U.S. exports rose to a record high in July, pushing the trade deficit down to its lowest level in three months, while the number of Americans seeking unemployment benefits rose slightly last week, signaling that the job market is not improving, the government said in two reports Thursday.
The Commerce Department reported that the trade deficit narrowed to $44.8 billion in July, down 13 percent from the previous month. The improvement resulted from a 3.6 percent increase in exports to a record high of $178 billion, reflecting strong sales of a variety of manufactured goods, including cars, airplanes, and industrial machinery. The jump in exports should support overall U.S. growth at a time when the economy has been at risk of falling back into recession.
Imports fell 0.2 percent to $126.9 billion, largely due to costs of imported oil falling 6 percent to $35.5 billion as crude prices declined. Oil imports fell because the volume of shipments fell as well as prices. The average price of a barrel of imported crude dropped to $104.27 in July, down from $106 in June. Oil prices have declined further since then, so economists are expecting oil imports to fall in coming months.
For the first seven months of the year, the trade deficit was running at an annual rate of $565.3 billion, 13 percent higher than last year's imbalance of $500 billion.

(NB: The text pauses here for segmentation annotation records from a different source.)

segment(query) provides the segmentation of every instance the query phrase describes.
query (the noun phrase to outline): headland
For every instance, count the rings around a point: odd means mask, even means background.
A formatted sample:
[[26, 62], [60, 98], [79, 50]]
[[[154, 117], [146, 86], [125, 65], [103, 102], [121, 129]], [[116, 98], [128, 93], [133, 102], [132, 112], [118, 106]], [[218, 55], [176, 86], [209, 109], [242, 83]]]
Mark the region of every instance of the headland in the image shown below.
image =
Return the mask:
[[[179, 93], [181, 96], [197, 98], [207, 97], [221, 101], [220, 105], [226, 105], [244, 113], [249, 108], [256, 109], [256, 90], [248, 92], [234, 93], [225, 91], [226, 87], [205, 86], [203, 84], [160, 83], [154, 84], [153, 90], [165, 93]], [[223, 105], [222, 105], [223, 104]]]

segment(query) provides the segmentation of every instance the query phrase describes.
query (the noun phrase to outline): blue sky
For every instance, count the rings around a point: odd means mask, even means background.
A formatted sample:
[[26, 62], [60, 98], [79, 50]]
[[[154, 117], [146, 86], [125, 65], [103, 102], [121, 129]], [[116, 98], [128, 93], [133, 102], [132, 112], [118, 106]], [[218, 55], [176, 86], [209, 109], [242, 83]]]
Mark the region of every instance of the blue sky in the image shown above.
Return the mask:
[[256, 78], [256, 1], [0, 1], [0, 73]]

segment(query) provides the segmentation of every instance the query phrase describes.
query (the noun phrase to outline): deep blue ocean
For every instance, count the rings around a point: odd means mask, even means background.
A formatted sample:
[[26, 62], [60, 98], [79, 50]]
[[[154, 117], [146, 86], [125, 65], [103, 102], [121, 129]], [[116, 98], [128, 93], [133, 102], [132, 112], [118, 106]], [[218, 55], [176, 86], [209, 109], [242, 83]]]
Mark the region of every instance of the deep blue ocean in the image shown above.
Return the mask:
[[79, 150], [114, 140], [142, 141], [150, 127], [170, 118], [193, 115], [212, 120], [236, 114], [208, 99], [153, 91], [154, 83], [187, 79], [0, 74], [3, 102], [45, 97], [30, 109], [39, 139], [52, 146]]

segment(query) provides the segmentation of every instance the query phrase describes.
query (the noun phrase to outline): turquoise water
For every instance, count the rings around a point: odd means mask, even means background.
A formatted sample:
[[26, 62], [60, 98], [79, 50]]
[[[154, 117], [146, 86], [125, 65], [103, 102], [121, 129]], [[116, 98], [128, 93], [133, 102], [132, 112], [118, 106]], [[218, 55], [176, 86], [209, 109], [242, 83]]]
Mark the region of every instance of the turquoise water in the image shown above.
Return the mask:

In July, the politically sensitive trade deficit with China rose 1.1 percent to $27 billion, the biggest imbalance since September 2010. Through the first seven months of this year, the deficit with China is 10 percent higher than the same period in 2010, a year when the trade deficit between the world's two biggest economies hit a record high.
The U.S. trade deficit with Japan jumped by 30 percent in July to $5.3 billion, reflecting a sharp rebound in imports from the country as Japanese factories resumed normal production following the March natural disasters.
Meanwhile, the Labor Department reported that weekly applications for jobless benefits rose 2,000 to 414,000, suggesting little hiring. The data also suggests that companies are not significantly increasing layoffs despite weak economic growth.
The four-week moving average of jobless claims, considered a more reliable indicator of labor trends, increased for the third consecutive week to 414,750.
The government said last week that employers added no net jobs in August, the worst month for hiring since September 2010, and the unemployment rate was steady at 9.1 percent for the second consecutive month.